Page MenuHomePhabricator

es1019 IPMI and its management interface are unresponsive (again)
Closed, ResolvedPublic

Description

For the fifth time, this happens: T120689 T155691 T187530 T201132

At least, this is now detected automatically:

es1019	IPMI Sensor Status:	UNKNOWN	2019-01-10 12:42:40	31d 12h 55m 2s	3/3	ipmi_sdr_cache_open: /root/.freeipmi/sdr-cache/sdr-cache-es1019.localhost: internal IPMI error

Both SSH and IPMI interfaces are down.

Event Timeline

jcrespo triaged this task as Medium priority.

I will first try remote debugging techniques myself.

@jcrespo you could try first any of the known/listed things in https://wikitech.wikimedia.org/wiki/Management_Interfaces (aliased from IPMI) and of course feel free to expand it if it's something different.

jcrespo added a subscriber: Cmjohnson.

@Volans I have no ssh, https or ipmi access, so there is nothing I can do about it. This needs a power drain.

Please ping us in advance @Cmjohnson or let's schedule for a time well in advance for the maintenance as the host is still in production (and it may take some hours to switch production traffic away)..

Change 483415 had a related patch set uploaded (by Jcrespo; owner: Jcrespo):
[operations/mediawiki-config@master] mariadb: Depool es1019 for maintenance

https://gerrit.wikimedia.org/r/483415

Change 483415 merged by jenkins-bot:
[operations/mediawiki-config@master] mariadb: Depool es1019 for maintenance

https://gerrit.wikimedia.org/r/483415

I need to power this off and unplug it for 10-20 secs. LMK if I can do
that today

@Cmjohnson Sorry, cannot today for both organizational reasons (@ at meeting today) and technical ones (cannot depool today due to traffic without being too disruptive). Let's try Tuesday if you are ok with that?

Mentioned in SAL (#wikimedia-operations) [2019-01-15T16:00:58Z] <jynus> stop es1019 for hw maintenance T213422

Waiting for Chris to be available to fully shutdown it (as otherwise I wouldn't be able to put it back up).

@Cmjohnson Please see if there is any update to the mgmt firmware, as this has happened 5 times already to avoid pinging you so often.

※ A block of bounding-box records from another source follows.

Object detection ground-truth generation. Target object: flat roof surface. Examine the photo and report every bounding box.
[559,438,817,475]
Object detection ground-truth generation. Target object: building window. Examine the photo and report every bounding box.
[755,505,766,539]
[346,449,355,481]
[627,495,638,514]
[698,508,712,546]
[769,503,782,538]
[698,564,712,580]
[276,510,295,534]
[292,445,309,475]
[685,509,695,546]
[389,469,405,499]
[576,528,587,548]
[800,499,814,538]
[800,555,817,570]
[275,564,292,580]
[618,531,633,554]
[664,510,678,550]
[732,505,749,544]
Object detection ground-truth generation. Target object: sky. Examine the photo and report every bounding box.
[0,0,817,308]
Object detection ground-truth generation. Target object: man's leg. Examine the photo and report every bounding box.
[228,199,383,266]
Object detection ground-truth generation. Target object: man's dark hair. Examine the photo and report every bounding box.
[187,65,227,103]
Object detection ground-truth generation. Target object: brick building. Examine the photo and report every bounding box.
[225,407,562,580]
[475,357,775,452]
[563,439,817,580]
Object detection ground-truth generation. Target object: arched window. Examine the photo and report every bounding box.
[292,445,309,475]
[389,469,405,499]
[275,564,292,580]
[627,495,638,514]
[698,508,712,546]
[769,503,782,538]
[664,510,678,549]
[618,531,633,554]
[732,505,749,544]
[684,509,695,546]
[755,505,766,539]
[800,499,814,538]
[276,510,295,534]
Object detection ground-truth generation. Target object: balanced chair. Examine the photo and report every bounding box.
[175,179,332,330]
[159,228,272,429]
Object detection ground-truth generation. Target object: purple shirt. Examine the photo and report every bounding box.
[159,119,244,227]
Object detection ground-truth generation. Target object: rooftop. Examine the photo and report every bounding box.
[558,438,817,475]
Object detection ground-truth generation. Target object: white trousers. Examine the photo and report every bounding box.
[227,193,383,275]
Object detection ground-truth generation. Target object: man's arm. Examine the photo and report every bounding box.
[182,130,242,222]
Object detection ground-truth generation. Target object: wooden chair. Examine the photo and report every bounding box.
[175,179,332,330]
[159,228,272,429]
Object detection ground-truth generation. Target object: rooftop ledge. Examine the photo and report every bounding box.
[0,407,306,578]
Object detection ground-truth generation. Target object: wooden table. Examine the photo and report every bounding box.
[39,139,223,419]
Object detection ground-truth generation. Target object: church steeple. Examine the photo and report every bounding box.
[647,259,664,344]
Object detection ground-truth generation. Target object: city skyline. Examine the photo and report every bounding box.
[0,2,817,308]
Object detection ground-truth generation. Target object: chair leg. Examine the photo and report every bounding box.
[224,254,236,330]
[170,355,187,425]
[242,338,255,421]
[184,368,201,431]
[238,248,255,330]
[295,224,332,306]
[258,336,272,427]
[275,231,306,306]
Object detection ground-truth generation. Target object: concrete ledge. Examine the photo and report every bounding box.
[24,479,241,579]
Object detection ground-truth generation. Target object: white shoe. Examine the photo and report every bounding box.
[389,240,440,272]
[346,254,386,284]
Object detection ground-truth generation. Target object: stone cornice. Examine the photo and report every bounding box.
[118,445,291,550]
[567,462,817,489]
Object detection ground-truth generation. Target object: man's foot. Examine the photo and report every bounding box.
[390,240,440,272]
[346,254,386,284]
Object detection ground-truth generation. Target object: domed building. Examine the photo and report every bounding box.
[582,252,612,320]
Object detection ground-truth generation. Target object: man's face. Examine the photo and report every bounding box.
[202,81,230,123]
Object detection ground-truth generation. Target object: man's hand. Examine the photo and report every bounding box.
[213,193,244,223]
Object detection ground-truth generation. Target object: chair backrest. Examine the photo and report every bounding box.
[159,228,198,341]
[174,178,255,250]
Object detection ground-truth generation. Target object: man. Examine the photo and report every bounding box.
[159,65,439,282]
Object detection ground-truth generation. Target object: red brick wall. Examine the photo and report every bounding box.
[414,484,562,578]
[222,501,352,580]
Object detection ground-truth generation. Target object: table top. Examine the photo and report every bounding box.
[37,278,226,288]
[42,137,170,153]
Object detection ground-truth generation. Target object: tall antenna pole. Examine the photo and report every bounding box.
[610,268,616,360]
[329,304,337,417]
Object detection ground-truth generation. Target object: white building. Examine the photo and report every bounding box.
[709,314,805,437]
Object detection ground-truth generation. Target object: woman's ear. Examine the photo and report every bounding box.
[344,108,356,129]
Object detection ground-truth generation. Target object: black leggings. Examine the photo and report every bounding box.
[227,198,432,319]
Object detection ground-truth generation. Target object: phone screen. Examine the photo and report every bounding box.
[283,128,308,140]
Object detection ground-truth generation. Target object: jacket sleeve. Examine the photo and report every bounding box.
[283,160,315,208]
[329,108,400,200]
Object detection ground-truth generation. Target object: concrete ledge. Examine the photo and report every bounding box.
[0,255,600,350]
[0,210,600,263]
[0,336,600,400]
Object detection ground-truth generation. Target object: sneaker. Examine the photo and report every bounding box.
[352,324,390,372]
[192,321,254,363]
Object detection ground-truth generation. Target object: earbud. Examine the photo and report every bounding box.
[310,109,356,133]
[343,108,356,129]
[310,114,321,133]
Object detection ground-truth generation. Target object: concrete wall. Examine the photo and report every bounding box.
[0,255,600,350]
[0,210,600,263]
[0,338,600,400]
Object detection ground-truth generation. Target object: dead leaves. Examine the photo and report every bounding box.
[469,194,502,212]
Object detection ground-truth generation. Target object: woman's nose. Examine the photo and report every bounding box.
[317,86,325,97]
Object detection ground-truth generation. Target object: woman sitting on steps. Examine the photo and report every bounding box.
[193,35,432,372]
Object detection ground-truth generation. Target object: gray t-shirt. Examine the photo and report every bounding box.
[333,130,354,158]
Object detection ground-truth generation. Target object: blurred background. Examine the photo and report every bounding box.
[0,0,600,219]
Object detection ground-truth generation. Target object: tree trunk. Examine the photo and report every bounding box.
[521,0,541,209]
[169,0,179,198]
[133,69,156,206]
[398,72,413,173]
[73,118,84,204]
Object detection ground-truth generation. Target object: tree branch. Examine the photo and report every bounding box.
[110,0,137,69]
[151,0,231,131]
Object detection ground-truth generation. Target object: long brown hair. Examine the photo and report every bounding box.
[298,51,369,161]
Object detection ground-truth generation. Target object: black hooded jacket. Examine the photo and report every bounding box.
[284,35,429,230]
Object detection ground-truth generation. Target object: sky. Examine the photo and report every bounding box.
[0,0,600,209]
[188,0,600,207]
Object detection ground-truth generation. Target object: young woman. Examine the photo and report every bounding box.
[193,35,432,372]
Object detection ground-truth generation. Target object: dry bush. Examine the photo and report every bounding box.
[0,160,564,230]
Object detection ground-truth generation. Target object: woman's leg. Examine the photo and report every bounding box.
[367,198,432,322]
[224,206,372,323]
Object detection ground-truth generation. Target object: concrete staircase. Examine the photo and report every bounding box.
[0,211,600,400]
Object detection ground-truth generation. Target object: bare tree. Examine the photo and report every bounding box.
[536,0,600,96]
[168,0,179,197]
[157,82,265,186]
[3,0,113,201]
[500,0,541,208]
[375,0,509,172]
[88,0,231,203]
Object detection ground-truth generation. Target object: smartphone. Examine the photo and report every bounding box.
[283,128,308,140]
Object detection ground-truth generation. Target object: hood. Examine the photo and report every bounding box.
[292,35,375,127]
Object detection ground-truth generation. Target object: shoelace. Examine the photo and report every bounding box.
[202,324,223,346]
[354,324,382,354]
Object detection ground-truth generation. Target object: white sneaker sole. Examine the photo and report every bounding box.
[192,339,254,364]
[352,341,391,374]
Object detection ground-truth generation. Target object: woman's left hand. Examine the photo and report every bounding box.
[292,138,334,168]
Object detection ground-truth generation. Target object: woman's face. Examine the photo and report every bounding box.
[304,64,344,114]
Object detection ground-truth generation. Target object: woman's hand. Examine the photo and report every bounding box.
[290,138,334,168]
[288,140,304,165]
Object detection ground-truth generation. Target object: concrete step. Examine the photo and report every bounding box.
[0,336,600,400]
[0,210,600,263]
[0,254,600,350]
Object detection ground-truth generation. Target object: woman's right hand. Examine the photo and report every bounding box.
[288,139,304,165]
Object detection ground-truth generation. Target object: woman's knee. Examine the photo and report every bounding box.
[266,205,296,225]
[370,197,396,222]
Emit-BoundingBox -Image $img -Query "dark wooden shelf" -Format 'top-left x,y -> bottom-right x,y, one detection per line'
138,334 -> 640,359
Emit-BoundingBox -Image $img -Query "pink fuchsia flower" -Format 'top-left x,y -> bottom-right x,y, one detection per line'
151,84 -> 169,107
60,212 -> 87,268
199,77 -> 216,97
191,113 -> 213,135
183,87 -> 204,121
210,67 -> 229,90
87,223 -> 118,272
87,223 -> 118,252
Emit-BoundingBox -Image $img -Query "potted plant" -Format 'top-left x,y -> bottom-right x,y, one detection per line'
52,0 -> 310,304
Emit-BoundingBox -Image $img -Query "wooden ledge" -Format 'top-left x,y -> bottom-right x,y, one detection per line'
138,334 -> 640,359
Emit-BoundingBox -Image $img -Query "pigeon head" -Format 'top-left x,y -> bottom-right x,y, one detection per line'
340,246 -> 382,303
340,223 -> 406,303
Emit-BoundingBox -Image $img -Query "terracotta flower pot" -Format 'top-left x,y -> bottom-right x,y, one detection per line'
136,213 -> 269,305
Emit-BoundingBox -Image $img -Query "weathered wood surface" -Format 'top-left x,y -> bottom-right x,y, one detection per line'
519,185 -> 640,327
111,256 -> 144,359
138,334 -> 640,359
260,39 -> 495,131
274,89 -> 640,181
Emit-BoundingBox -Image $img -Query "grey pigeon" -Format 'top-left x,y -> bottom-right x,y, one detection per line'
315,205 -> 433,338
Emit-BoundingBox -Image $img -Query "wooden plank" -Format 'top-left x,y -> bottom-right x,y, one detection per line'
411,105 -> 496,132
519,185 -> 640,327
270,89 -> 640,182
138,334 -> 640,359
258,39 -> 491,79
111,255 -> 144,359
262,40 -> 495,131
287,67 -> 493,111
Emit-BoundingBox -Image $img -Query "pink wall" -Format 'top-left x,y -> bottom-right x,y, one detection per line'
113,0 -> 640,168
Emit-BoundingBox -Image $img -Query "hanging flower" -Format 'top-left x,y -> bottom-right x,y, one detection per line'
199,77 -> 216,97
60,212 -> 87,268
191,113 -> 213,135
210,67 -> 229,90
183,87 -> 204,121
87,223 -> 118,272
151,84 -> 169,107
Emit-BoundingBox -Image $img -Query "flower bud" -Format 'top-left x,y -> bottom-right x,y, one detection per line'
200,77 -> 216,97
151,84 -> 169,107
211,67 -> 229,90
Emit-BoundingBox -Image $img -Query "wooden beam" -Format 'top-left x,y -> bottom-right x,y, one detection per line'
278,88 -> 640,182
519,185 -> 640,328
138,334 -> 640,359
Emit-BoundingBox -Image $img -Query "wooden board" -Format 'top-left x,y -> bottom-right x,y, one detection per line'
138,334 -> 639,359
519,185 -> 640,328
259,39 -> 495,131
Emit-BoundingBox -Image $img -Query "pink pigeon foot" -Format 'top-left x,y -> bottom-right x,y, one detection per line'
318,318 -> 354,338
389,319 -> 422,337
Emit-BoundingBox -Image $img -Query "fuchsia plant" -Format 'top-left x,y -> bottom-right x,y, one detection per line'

es1019 is back up and mgmt is working. Not starting mysql though, until chris confirms everthing is done and ok (and he is understandingly busy right now).

es1019 is back up and mgmt is working. Not starting mysql though, until chris confirms everthing is done and ok (and he is understandingly busy right now).

I think we are good to go

While the server was down I updated, BIOS, raid firmware and hardware
firmware to the latest updates

Change 484673 had a related patch set uploaded (by Jcrespo; owner: Jcrespo):
[operations/mediawiki-config@master] mariadb: Repool es1019 with low load after maintenance

https://gerrit.wikimedia.org/r/484673

Change 484673 merged by jenkins-bot:
[operations/mediawiki-config@master] mariadb: Repool es1019 with low load after maintenance

https://gerrit.wikimedia.org/r/484673

jcrespo reassigned this task from jcrespo to Cmjohnson.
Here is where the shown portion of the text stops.